Some people code for code development speed or ability for others to read or
maintenance or ad infinitum.

With that, for me it depends. For example, I have and use all the time:

procedure AddItemsToTCheckListEdit(aCombo:TCheckListEdit; items:array of
string);
var
 i:integer;
begin
 for i:= low(items) to high(items) do
  aCombo.items.Add(items[i]);
end;

That function is contained in a unit I maintain for this kind of stuff. This
unit only has functions.

Some people like to extract data manipulation code from the UI portion of
the code. 

I hear of people who have main forms of 10,000+ lines. For me, I would have
taken a different approach to the data.

Some people code as if Delphi is procedure Pascal and not OOP.

As for the timers, it depends. I have one program with several DMs and they
each have two timers. The DM's do not know about each other and maintenance
or adding new features to one does not cause changes in the other.

In this program I also have a thread that runs but does not interface with
the main program. (It monitors a directory for printing.)
 
I hear people all the time rage against this or that programming practice. I
get a chuckle out of the NO GOTO EVER ON THE PAIN OF DEATH crowd. 
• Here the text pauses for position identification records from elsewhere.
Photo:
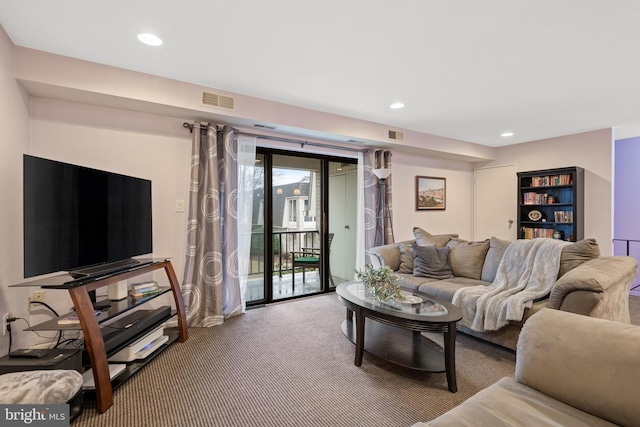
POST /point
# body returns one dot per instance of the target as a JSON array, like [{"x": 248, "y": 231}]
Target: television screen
[{"x": 76, "y": 216}]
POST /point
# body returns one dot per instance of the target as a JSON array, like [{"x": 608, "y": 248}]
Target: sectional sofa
[
  {"x": 586, "y": 283},
  {"x": 588, "y": 377}
]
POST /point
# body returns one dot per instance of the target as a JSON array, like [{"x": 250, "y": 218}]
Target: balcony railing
[{"x": 284, "y": 243}]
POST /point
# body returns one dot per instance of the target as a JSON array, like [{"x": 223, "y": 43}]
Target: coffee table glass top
[{"x": 411, "y": 303}]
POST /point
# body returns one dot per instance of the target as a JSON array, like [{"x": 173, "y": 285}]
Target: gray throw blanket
[{"x": 527, "y": 271}]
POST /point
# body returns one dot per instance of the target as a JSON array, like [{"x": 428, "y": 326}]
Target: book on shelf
[
  {"x": 551, "y": 180},
  {"x": 143, "y": 286},
  {"x": 147, "y": 293},
  {"x": 72, "y": 318}
]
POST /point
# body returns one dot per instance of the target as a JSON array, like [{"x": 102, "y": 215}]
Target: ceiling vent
[
  {"x": 264, "y": 126},
  {"x": 218, "y": 101},
  {"x": 397, "y": 135}
]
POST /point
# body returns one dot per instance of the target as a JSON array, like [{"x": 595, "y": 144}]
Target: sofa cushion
[
  {"x": 432, "y": 262},
  {"x": 445, "y": 289},
  {"x": 406, "y": 258},
  {"x": 575, "y": 254},
  {"x": 424, "y": 238},
  {"x": 590, "y": 364},
  {"x": 492, "y": 260},
  {"x": 508, "y": 403},
  {"x": 411, "y": 283},
  {"x": 467, "y": 258}
]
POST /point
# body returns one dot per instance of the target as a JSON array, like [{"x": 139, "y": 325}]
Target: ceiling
[{"x": 466, "y": 69}]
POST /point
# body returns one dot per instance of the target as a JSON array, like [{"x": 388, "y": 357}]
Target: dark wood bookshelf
[{"x": 551, "y": 203}]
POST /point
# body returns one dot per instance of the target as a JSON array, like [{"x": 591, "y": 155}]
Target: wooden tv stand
[{"x": 90, "y": 323}]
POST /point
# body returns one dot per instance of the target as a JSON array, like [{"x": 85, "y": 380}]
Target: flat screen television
[{"x": 82, "y": 220}]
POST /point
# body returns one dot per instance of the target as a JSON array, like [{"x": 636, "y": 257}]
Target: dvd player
[{"x": 126, "y": 328}]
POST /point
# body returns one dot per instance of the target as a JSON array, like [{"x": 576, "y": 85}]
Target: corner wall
[
  {"x": 14, "y": 141},
  {"x": 589, "y": 150}
]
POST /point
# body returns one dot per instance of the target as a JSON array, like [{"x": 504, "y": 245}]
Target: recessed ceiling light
[{"x": 150, "y": 39}]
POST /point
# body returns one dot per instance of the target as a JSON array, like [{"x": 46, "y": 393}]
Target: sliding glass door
[{"x": 294, "y": 241}]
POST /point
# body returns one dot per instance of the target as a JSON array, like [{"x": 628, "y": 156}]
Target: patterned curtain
[
  {"x": 375, "y": 233},
  {"x": 211, "y": 285}
]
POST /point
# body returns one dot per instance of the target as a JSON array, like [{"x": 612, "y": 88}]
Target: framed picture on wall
[{"x": 430, "y": 193}]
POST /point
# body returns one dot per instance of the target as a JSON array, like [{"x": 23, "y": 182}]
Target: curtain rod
[{"x": 189, "y": 126}]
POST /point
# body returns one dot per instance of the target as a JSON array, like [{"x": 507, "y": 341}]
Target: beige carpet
[{"x": 290, "y": 365}]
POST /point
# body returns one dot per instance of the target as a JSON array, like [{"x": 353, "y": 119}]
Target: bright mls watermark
[{"x": 34, "y": 415}]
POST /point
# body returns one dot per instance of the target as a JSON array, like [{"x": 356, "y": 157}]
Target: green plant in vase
[{"x": 380, "y": 283}]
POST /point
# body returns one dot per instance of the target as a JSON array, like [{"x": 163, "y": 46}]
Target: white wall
[
  {"x": 14, "y": 139},
  {"x": 591, "y": 151},
  {"x": 130, "y": 143},
  {"x": 458, "y": 215}
]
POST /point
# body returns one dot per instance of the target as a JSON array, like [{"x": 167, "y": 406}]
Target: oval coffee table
[{"x": 394, "y": 334}]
I refrain from criticizing others coding practice. Short story; a company I
worked for sent the source code I wrote out to a third party for
"professional" evaluation. The program worked and had no known bugs. The
critique came back and one of the complaints was that I used only one space
between the left side and the start of the source text. HA! The only
compliant I found of value was that it did not have enough comments.

And after all that it comes back to -- it depends. 

Just my2c.

Ciao,

Mark

-----Original Message-----
From: [EMAIL PROTECTED] [mailto:[EMAIL PROTECTED] On Behalf
Of [EMAIL PROTECTED]
Sent: Monday, December 17, 2007 4:59 AM
To: [email protected]
Subject: Avoiding form loops?

I have taken over some of my colleagues applications, as he has left.
Unfortunately, he and I obviously have not had the same ideas about writing
code.

I have found lots of procedures in sub-units that access components,
procedures and variables on/in the main form/unit directly.

So far all that has been removed by moving the variables and procedures to
either the unit in question or a new unit, Global.pas, used by all others.
Instead of accessing components directly, I now send messages to the main
form, and let that handle whatever was supposed to happen.
Also in one case, where two sub-units were talking to each others form.

At least compile time has now been reduced by something like a factor of 5.

But is the above 'structure' the propper way of doing it ?
Are there other ways, that are more efficient at run-time ?

Only one thread is in use, but loads of timer events etc.